The a initial, b optimized and d polished structure in relation to the optimization problem described by Eq. 19. e The evolution of \(\bar\kappa\) and \({\bar\kappa}^{\mathrm {F}}\). c The normalized magnitude of flux when a temperature gradient is applied along the x-axis

7 Conclusions

In this work, we develop a model, termed the Transmission Interpolation Model (TIM), that is able to smoothly interpolate material properties in the context of nondiffusive heat transport. The key concept behind TIM is that instead of linking a volume-based quantity to the material density, e.g. the bulk thermal conductivity, it parametrizes an interfacial transmission coefficient. Using this approach, TIM recovers the adiabatic hard-wall and no-interface limits. We first apply our methodology to tailoring the effective thermal conductivity tensor of a nanomaterial, with potential application in thermal management and routing. Then, we maximize classical size effects while keeping the diffusive transport above a certain threshold, achieving a fourfold improvement with respect to commonly studied staggered configurations. The latter result may have an impact on thermoelectric materials, as explained in the previous section.

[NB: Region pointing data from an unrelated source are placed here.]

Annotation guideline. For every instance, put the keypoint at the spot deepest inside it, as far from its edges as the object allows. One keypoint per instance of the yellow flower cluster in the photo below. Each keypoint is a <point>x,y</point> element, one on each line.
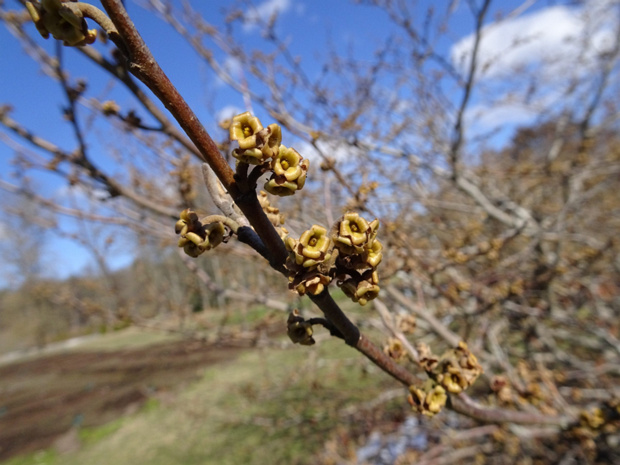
<point>349,252</point>
<point>62,20</point>
<point>258,144</point>
<point>453,372</point>
<point>197,237</point>
<point>428,399</point>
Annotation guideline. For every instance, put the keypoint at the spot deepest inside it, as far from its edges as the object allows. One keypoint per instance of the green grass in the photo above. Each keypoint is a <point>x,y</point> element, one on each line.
<point>268,406</point>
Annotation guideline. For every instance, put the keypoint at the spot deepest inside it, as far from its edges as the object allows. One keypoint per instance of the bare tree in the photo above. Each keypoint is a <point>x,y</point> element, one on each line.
<point>511,249</point>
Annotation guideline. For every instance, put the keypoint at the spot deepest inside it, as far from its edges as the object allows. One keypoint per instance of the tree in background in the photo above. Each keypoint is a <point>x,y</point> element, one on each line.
<point>511,249</point>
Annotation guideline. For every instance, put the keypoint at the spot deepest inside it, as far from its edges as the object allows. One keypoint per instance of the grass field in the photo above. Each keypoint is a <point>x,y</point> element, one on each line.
<point>176,402</point>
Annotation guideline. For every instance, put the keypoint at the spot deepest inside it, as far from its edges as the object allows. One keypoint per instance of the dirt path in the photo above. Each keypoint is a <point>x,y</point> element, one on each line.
<point>41,399</point>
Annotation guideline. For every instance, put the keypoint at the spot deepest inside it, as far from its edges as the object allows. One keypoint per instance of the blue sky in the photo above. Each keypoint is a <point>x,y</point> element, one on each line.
<point>310,27</point>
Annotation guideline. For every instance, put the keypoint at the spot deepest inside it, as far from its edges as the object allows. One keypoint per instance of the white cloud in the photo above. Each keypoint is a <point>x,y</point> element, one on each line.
<point>4,232</point>
<point>491,116</point>
<point>263,12</point>
<point>550,38</point>
<point>526,63</point>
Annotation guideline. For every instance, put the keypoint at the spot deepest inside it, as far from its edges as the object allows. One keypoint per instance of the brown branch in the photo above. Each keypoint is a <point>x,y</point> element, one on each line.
<point>143,65</point>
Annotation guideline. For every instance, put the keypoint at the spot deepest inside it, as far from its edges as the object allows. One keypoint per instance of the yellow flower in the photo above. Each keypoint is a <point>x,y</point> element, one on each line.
<point>244,128</point>
<point>61,19</point>
<point>435,400</point>
<point>272,140</point>
<point>312,247</point>
<point>374,255</point>
<point>289,173</point>
<point>287,163</point>
<point>355,234</point>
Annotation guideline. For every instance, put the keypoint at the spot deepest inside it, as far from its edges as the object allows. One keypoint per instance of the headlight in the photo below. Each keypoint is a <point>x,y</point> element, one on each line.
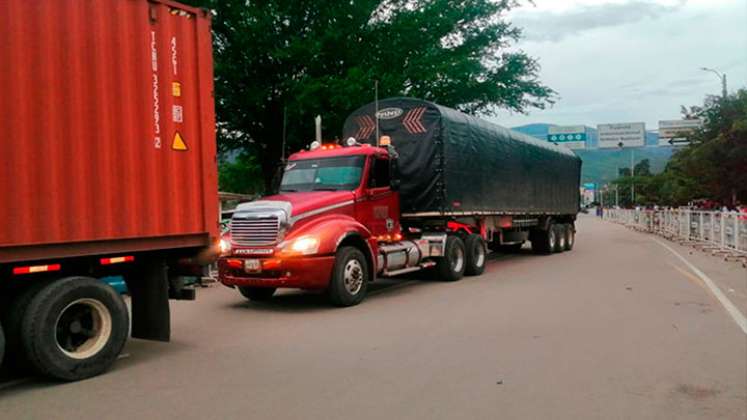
<point>225,246</point>
<point>305,245</point>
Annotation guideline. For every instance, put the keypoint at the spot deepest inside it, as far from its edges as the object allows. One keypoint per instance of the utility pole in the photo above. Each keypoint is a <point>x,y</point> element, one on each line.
<point>721,76</point>
<point>617,195</point>
<point>632,177</point>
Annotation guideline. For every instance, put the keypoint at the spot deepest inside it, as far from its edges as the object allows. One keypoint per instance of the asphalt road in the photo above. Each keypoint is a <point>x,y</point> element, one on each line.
<point>617,328</point>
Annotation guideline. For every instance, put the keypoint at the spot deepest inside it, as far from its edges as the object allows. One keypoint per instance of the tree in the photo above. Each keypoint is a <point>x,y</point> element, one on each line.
<point>642,168</point>
<point>243,175</point>
<point>716,159</point>
<point>301,58</point>
<point>713,166</point>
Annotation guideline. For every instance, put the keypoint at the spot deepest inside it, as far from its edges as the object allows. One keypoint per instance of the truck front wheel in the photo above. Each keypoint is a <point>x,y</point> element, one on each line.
<point>570,236</point>
<point>257,293</point>
<point>560,237</point>
<point>451,266</point>
<point>476,255</point>
<point>74,328</point>
<point>350,277</point>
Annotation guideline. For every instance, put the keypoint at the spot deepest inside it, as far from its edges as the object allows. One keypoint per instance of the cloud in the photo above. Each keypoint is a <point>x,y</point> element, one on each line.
<point>554,26</point>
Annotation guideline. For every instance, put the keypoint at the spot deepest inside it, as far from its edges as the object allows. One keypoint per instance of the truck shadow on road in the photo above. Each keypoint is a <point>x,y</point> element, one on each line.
<point>293,300</point>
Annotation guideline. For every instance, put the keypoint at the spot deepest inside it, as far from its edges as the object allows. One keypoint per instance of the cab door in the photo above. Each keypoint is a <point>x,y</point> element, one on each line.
<point>378,207</point>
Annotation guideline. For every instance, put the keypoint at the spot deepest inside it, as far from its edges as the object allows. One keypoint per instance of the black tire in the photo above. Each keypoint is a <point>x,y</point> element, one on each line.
<point>559,238</point>
<point>84,316</point>
<point>12,317</point>
<point>544,241</point>
<point>257,293</point>
<point>350,277</point>
<point>2,344</point>
<point>476,255</point>
<point>570,236</point>
<point>451,266</point>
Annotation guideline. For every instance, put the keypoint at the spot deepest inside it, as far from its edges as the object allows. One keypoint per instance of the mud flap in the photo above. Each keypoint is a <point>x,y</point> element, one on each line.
<point>151,317</point>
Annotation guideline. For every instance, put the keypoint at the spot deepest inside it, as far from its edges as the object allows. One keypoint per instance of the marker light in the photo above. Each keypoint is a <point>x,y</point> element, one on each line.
<point>305,245</point>
<point>225,246</point>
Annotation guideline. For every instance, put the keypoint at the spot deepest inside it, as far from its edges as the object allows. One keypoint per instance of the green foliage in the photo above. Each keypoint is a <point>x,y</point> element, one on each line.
<point>243,176</point>
<point>305,57</point>
<point>713,166</point>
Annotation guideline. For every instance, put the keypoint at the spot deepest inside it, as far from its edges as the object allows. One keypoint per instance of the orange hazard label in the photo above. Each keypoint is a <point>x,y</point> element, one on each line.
<point>178,143</point>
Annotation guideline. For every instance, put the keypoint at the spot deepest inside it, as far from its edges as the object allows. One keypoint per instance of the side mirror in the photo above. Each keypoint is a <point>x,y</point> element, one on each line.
<point>394,184</point>
<point>394,181</point>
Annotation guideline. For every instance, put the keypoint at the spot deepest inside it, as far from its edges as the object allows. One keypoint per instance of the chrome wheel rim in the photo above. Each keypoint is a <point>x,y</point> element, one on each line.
<point>353,276</point>
<point>480,254</point>
<point>457,260</point>
<point>83,328</point>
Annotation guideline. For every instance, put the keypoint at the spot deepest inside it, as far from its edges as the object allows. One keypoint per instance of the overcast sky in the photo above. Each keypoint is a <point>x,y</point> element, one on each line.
<point>630,60</point>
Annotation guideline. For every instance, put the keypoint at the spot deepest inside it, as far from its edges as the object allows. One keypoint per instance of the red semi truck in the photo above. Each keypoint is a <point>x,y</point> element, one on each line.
<point>108,169</point>
<point>413,186</point>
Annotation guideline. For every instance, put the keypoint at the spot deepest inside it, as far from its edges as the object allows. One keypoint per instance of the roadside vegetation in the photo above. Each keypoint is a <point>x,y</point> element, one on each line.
<point>712,167</point>
<point>280,63</point>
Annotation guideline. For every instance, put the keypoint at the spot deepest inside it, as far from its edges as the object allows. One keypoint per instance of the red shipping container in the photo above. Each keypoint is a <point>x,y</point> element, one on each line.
<point>107,132</point>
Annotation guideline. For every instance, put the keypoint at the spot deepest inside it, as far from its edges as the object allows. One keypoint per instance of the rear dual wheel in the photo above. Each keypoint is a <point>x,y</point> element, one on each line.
<point>557,238</point>
<point>69,329</point>
<point>476,255</point>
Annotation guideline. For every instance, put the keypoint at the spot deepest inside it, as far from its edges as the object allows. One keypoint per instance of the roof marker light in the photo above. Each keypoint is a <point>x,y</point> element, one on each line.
<point>36,269</point>
<point>116,260</point>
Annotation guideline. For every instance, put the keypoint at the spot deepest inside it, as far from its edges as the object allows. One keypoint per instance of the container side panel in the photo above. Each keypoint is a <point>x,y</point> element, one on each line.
<point>103,138</point>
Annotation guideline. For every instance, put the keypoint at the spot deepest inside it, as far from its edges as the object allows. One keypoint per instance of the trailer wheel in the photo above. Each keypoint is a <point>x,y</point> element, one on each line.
<point>451,266</point>
<point>74,328</point>
<point>570,236</point>
<point>560,236</point>
<point>544,241</point>
<point>257,293</point>
<point>12,317</point>
<point>349,281</point>
<point>476,255</point>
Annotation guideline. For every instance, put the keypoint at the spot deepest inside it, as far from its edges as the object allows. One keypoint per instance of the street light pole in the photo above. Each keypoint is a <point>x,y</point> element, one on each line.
<point>632,177</point>
<point>721,76</point>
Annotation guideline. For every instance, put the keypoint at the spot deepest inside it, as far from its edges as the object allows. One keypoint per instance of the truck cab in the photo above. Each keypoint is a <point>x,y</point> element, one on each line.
<point>334,225</point>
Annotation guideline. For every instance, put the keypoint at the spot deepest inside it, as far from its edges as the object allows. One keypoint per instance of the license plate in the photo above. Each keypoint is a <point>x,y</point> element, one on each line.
<point>252,265</point>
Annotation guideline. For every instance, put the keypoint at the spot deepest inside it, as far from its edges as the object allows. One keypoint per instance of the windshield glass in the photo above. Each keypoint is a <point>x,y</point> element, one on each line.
<point>327,174</point>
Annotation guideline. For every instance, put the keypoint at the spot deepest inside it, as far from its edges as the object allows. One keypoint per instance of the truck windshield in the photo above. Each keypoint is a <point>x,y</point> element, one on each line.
<point>326,174</point>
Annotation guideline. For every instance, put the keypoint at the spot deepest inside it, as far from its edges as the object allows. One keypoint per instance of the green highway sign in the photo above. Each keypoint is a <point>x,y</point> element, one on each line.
<point>566,137</point>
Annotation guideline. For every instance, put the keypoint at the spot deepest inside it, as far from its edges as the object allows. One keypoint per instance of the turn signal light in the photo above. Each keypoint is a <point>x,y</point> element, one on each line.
<point>117,260</point>
<point>36,269</point>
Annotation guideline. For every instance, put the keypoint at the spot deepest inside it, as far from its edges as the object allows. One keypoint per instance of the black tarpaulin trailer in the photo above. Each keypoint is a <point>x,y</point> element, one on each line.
<point>451,163</point>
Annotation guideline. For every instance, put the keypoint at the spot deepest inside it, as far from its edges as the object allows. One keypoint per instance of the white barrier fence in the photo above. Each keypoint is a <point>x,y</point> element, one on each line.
<point>720,232</point>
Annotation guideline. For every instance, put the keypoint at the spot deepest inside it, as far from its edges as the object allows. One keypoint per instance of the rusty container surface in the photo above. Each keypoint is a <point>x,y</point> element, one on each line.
<point>107,128</point>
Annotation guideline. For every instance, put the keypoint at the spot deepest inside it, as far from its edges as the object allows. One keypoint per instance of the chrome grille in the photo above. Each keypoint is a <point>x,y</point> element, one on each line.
<point>255,231</point>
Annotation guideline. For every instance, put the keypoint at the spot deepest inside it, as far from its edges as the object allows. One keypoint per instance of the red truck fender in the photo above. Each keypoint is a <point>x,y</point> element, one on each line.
<point>334,231</point>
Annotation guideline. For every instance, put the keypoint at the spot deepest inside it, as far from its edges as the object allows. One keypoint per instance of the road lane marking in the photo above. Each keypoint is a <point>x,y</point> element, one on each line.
<point>738,317</point>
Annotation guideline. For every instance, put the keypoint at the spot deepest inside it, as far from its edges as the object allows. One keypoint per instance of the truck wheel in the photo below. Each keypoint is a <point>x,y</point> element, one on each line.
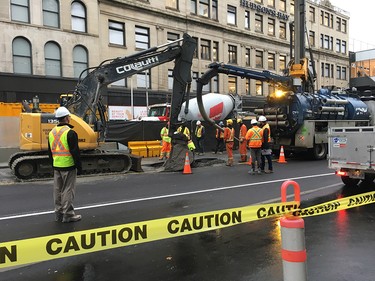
<point>349,181</point>
<point>319,151</point>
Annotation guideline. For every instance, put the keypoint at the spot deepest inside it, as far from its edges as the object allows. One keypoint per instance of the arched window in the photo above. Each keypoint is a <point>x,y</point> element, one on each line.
<point>51,13</point>
<point>22,62</point>
<point>20,10</point>
<point>52,57</point>
<point>80,61</point>
<point>78,16</point>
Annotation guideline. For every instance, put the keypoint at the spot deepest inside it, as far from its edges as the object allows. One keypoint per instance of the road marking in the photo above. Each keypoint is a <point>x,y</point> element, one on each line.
<point>180,194</point>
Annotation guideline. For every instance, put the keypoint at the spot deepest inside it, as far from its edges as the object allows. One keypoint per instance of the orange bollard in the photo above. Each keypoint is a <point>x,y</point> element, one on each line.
<point>187,168</point>
<point>282,156</point>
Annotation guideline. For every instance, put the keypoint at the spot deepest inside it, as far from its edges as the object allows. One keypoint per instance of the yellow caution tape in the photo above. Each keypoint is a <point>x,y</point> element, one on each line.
<point>82,242</point>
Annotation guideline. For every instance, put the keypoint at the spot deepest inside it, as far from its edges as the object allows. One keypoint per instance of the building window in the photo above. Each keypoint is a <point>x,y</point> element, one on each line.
<point>271,61</point>
<point>247,57</point>
<point>312,38</point>
<point>22,61</point>
<point>205,49</point>
<point>214,10</point>
<point>215,51</point>
<point>116,33</point>
<point>282,30</point>
<point>51,13</point>
<point>173,4</point>
<point>271,3</point>
<point>232,54</point>
<point>258,23</point>
<point>80,61</point>
<point>247,19</point>
<point>142,38</point>
<point>144,79</point>
<point>259,59</point>
<point>52,58</point>
<point>232,16</point>
<point>282,63</point>
<point>271,27</point>
<point>312,14</point>
<point>232,84</point>
<point>282,5</point>
<point>78,11</point>
<point>259,88</point>
<point>20,10</point>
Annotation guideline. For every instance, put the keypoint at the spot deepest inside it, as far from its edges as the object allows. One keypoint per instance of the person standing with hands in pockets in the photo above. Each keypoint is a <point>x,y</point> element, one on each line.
<point>64,153</point>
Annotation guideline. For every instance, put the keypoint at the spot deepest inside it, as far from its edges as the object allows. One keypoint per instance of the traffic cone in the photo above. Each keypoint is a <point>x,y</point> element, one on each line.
<point>250,161</point>
<point>187,168</point>
<point>282,156</point>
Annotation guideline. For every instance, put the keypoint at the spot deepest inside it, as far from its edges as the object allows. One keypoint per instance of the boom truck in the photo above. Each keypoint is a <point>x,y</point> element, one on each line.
<point>298,115</point>
<point>88,113</point>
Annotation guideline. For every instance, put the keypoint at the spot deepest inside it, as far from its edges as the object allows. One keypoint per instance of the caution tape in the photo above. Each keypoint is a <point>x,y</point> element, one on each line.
<point>50,247</point>
<point>45,248</point>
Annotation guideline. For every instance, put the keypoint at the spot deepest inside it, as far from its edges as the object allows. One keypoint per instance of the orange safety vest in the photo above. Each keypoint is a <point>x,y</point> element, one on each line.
<point>254,136</point>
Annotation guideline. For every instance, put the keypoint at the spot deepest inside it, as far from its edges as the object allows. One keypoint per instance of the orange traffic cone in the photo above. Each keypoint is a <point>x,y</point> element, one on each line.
<point>187,168</point>
<point>282,156</point>
<point>250,161</point>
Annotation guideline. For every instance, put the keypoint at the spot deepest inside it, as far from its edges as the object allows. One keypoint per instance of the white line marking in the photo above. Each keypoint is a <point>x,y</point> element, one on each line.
<point>177,195</point>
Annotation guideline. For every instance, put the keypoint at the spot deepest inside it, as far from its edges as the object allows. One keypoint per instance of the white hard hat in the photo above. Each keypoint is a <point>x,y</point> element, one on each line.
<point>61,112</point>
<point>262,118</point>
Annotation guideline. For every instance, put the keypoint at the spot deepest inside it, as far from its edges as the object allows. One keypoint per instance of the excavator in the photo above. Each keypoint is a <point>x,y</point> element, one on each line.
<point>88,112</point>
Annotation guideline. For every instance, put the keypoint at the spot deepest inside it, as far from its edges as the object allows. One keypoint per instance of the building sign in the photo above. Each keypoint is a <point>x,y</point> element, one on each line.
<point>264,10</point>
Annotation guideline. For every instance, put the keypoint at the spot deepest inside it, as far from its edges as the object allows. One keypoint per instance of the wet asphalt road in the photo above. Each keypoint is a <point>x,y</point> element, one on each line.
<point>339,245</point>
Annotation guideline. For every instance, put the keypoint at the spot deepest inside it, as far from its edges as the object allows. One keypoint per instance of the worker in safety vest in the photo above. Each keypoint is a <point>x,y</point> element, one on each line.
<point>266,148</point>
<point>199,136</point>
<point>166,142</point>
<point>242,140</point>
<point>229,141</point>
<point>254,138</point>
<point>219,139</point>
<point>64,153</point>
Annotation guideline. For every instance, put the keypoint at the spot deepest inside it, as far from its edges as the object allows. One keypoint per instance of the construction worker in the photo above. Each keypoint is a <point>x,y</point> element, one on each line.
<point>64,153</point>
<point>242,140</point>
<point>266,148</point>
<point>199,137</point>
<point>254,138</point>
<point>219,139</point>
<point>166,142</point>
<point>229,141</point>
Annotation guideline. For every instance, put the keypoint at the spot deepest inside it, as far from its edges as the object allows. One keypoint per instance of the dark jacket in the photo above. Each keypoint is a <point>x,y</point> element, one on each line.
<point>72,138</point>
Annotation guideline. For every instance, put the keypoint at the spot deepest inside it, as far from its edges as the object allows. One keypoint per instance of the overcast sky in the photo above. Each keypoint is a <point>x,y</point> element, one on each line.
<point>361,27</point>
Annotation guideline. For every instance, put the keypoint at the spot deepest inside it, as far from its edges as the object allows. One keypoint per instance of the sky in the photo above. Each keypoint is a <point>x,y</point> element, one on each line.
<point>361,28</point>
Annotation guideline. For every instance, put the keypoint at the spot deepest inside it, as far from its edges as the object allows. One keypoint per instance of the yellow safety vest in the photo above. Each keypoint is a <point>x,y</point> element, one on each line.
<point>58,141</point>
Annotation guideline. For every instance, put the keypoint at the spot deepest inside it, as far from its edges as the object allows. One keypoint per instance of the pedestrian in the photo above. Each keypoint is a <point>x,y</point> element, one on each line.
<point>166,142</point>
<point>242,140</point>
<point>266,147</point>
<point>199,137</point>
<point>64,153</point>
<point>254,138</point>
<point>219,139</point>
<point>229,141</point>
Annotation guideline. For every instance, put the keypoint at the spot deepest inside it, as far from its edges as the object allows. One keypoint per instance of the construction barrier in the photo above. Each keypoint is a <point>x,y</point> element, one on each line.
<point>14,253</point>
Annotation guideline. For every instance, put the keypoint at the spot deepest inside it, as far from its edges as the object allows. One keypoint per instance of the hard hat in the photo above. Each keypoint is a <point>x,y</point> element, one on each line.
<point>262,118</point>
<point>61,112</point>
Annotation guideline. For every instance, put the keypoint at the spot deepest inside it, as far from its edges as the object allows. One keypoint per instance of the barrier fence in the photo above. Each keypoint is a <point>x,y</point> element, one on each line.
<point>31,250</point>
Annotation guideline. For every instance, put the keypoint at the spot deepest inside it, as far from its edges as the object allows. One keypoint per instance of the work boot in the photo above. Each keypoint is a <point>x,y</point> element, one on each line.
<point>73,218</point>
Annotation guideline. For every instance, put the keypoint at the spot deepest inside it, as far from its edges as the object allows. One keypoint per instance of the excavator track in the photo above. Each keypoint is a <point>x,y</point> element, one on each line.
<point>28,166</point>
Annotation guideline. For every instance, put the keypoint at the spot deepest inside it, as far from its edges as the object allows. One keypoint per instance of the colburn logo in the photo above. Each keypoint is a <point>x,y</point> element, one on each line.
<point>137,66</point>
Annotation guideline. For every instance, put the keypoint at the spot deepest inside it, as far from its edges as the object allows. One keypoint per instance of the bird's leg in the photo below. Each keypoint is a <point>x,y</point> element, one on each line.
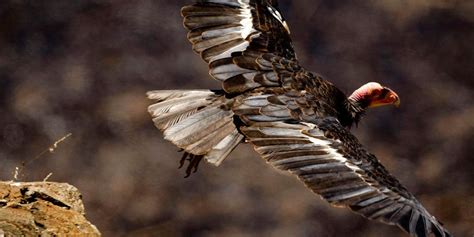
<point>193,165</point>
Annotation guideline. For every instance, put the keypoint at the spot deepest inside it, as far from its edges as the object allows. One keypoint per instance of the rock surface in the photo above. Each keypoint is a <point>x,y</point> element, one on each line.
<point>42,209</point>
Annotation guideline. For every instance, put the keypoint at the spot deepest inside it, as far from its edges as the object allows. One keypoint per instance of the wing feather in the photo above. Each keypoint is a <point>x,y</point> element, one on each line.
<point>240,40</point>
<point>333,164</point>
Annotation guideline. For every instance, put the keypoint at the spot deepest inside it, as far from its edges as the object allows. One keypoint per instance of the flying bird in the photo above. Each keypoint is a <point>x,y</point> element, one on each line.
<point>296,120</point>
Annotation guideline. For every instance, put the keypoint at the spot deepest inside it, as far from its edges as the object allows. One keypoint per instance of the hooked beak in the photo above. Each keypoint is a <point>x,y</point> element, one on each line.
<point>389,97</point>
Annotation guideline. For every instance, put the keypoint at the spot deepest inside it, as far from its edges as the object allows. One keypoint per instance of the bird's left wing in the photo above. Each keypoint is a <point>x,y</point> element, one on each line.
<point>241,40</point>
<point>332,163</point>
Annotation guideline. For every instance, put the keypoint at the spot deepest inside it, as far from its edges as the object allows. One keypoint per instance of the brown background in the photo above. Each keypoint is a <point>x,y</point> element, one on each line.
<point>84,67</point>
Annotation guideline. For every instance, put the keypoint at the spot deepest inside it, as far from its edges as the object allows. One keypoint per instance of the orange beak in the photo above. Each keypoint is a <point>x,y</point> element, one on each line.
<point>388,97</point>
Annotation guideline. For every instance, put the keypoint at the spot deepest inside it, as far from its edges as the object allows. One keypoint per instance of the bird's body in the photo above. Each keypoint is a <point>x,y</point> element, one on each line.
<point>296,120</point>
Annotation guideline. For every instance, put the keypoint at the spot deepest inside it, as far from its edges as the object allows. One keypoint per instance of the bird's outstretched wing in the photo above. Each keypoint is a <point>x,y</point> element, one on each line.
<point>333,164</point>
<point>239,39</point>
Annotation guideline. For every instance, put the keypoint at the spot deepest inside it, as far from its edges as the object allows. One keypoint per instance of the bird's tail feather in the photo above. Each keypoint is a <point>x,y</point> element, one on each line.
<point>197,121</point>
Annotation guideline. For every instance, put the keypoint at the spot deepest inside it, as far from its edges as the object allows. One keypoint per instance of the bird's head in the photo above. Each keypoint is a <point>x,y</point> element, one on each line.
<point>373,94</point>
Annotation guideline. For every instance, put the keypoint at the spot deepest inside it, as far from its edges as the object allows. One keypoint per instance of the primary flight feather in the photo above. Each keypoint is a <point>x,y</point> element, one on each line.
<point>296,120</point>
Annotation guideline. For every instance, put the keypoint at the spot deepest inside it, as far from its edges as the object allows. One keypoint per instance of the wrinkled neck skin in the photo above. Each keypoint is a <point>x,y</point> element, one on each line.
<point>357,109</point>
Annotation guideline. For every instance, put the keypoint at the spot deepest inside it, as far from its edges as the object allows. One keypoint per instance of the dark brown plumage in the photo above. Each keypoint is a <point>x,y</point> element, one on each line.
<point>296,120</point>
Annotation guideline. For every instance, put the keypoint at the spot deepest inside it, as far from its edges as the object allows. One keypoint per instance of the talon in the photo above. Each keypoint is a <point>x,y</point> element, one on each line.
<point>183,159</point>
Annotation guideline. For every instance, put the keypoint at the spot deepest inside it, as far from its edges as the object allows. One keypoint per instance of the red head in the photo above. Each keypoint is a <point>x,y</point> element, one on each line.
<point>373,94</point>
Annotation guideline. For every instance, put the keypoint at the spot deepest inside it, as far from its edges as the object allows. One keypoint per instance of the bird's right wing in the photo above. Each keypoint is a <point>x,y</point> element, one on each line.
<point>333,164</point>
<point>241,40</point>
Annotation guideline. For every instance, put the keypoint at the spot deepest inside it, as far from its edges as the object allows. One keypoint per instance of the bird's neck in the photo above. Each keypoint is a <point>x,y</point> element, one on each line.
<point>357,109</point>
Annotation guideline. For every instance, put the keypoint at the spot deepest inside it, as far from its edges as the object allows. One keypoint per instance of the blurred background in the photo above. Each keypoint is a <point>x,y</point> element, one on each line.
<point>83,67</point>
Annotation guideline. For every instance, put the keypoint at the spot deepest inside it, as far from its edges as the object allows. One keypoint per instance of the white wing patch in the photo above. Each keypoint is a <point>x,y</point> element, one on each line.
<point>279,17</point>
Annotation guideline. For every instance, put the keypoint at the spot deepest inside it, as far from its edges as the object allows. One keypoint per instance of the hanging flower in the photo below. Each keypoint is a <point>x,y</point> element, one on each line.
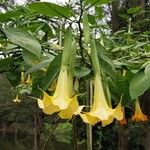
<point>29,80</point>
<point>123,121</point>
<point>61,101</point>
<point>100,110</point>
<point>16,100</point>
<point>22,77</point>
<point>138,115</point>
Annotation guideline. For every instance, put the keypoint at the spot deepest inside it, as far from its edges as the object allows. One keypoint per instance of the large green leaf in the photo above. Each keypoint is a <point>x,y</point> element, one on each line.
<point>86,28</point>
<point>97,2</point>
<point>40,66</point>
<point>81,72</point>
<point>139,84</point>
<point>133,10</point>
<point>13,14</point>
<point>49,9</point>
<point>52,72</point>
<point>147,70</point>
<point>105,60</point>
<point>23,39</point>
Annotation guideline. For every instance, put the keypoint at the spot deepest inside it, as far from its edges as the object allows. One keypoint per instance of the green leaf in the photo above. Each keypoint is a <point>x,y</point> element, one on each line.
<point>23,39</point>
<point>50,9</point>
<point>139,84</point>
<point>52,72</point>
<point>81,72</point>
<point>97,2</point>
<point>105,60</point>
<point>147,70</point>
<point>40,66</point>
<point>67,47</point>
<point>133,10</point>
<point>86,28</point>
<point>14,14</point>
<point>30,58</point>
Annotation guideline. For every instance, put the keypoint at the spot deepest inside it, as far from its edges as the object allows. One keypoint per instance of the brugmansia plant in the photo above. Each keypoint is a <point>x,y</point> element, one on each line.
<point>63,100</point>
<point>138,115</point>
<point>100,111</point>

While we have employed a single-MFP model, the developed methodology, along with the interpolation material models, can be readily applied to more sophisticated versions of the BTE. Possible future directions include using the recently developed anisotropic MFP-BTE (Romano 2021b); such an approach would allow modeling a real material using first-principles calculations while taking into account the interplay of phonon-focusing effects and, for example, the possible channels arising during optimization. Another possible extension includes optimizing thermal transport in 2D materials described by the full-scattering operator (Chiloyan et al. 2021; Romano 2020).